Further problems are besetting the Whyalla steelworks which has been unable to produce steel since mid-March when its 60-year-old blast furnace was damaged during a re-start following maintenance. Now, Liberty Steel Australia, the owner of the Whyalla operations, has announced that a new electric arc furnace, the centre piece of a $500 million green steel upgrade of the steelworks, won´t come online until 2027, two years later than promised. Liberty Steel Australia is part of the GFG Alliance group of companies, which are privately owned by the British industrialist, Sanjeev Gupta. In April 2023, GFG placed the order for the EAF with Italian firm Danieli, to replace its existing coal-fired furnace. The new furnace is believed to have a price tag of $485 million which GFG could lower through a $50 million contribution from the South Australian government and a further $63.2 million coming from the federal government. Speaking after addressing the World Hydrogen Conference in Rotterdam on May 15, Mr Gupta confirmed the EAF delay. The dual problem of the furnaces has raised concerns about the economic viability of the steelworks under the present ownership. The best projection


for when the existing blast furnace might come back online is “several weeks”. Meanwhile, as many shift workers sit idle and have been forced to take wage cuts of up to 30%, it´s reported that some of Whyalla´s large customers have turned to imports to fill production shortfalls: placing orders with steelmakers in Vietnam, South Korea and Taiwan. At the time of publishing, Liberty Steel had given no explanation for the delay in the EAF schedule, nor whether the projection of it being functional by 2027 was rock solid. The South Australian Minister for Energy and Mining, Tom Koutsantonis, says the government holds “grave concerns” about the current situation. Well it might. The state government has committed to building a $593 million hydrogen plant as part of its State Prosperity Project. Under an agreement between the SA government and GFG Alliance, that hydrogen will go to Mr Gupta´s Whyalla steelworks, to be fed into his much-hyped green steel future and the new EAF – when and if it arrives.

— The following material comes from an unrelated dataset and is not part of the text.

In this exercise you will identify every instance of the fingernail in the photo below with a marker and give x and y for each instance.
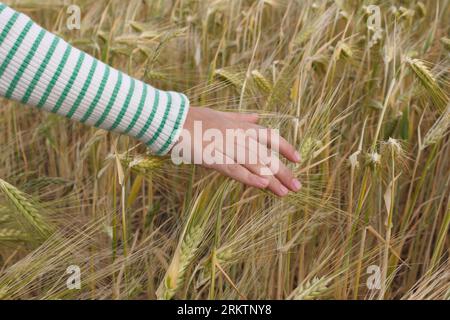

The greening of manufacturing in Australia was a central theme in the budget announced this week by Federal Treasurer, Jim Chalmers. “This budget invests in our renewable energy superpower ambitions – including $13.7 billion in production tax incentives for green hydrogen and processed critical minerals,” Mr Chalmers said in his speech last Tuesday. Another key component will be the federal government’s $22.7 billion Future Made in Australia program, which Mr Chalmers said is intended to make Australia “an indispensable part of the global economy”. Professor Rod Sims from the ANU’s Crawford School of Public Policy agrees with the ambition but believes Australia should only put taxpayers´ money into green initiatives where we have a clear comparative advantage over other countries. Mr Sims, who also chairs the Superpower Institute, told the Melbourne Economic Forum in April that Australia has precisely that type of advantage in our role as the world’s top supplier of iron ore. We also have plentiful and cheap renewable energy to make hydrogen. Green steel production aims to use renewable energy to make hydrogen, which would then replace coal in the steel manufacturing process. “All overseas studies that I am aware of suggest Australia is likely the cheapest place in the world to make green iron,” Mr Sims said. Government intervention would be essential in this endeavour, he added, because of two large problems facing anyone seeking to make green energy products. The first obstacle is that steel made with fossil fuels is cheap because it does not account for the environmental costs of carbon emissions. However, Mr Sims warned that the time has now come where the cost of carbon must enter the system. The new European Carbon Border Adjustment Mechanism is one such example, Mr Sims argued. It has placed a cost on the carbon imported to the EU and, in doing so, has presented Australia with a chance to export competitive “green” iron into the trading bloc. Mr Sims also proposed that the energy-intensive, hydrogen production facilities should not be linked to the National Electricity Market, and should be located close to the iron ore mines in Western Australia. This brings up the second problem: financing. While green iron-making technology is proven, it has not been done at scale and will require federal government support.

Finally, the Australian Steel Institute (ASI) has called for ban on unprocessed scrap steel exports. In a submission to a federal government Senate Inquiry into waste reduction and recycling policies, the ASI said Australia needs to fully optimise waste and the circular economy by prohibiting the export of unprocessed steel scrap, which usually includes car parts and whitegoods contaminated with plastics and other products already banned from export. The ASI submission claims steel scrap is a sovereign and increasingly scarce and valuable resource. Without a ban, Australian steel mills will fall short of being able to fully service the growing Australian construction and manufacturing sectors, the ASI says. This would mean Australia would be forced to continue to import higher volumes of steel scrap.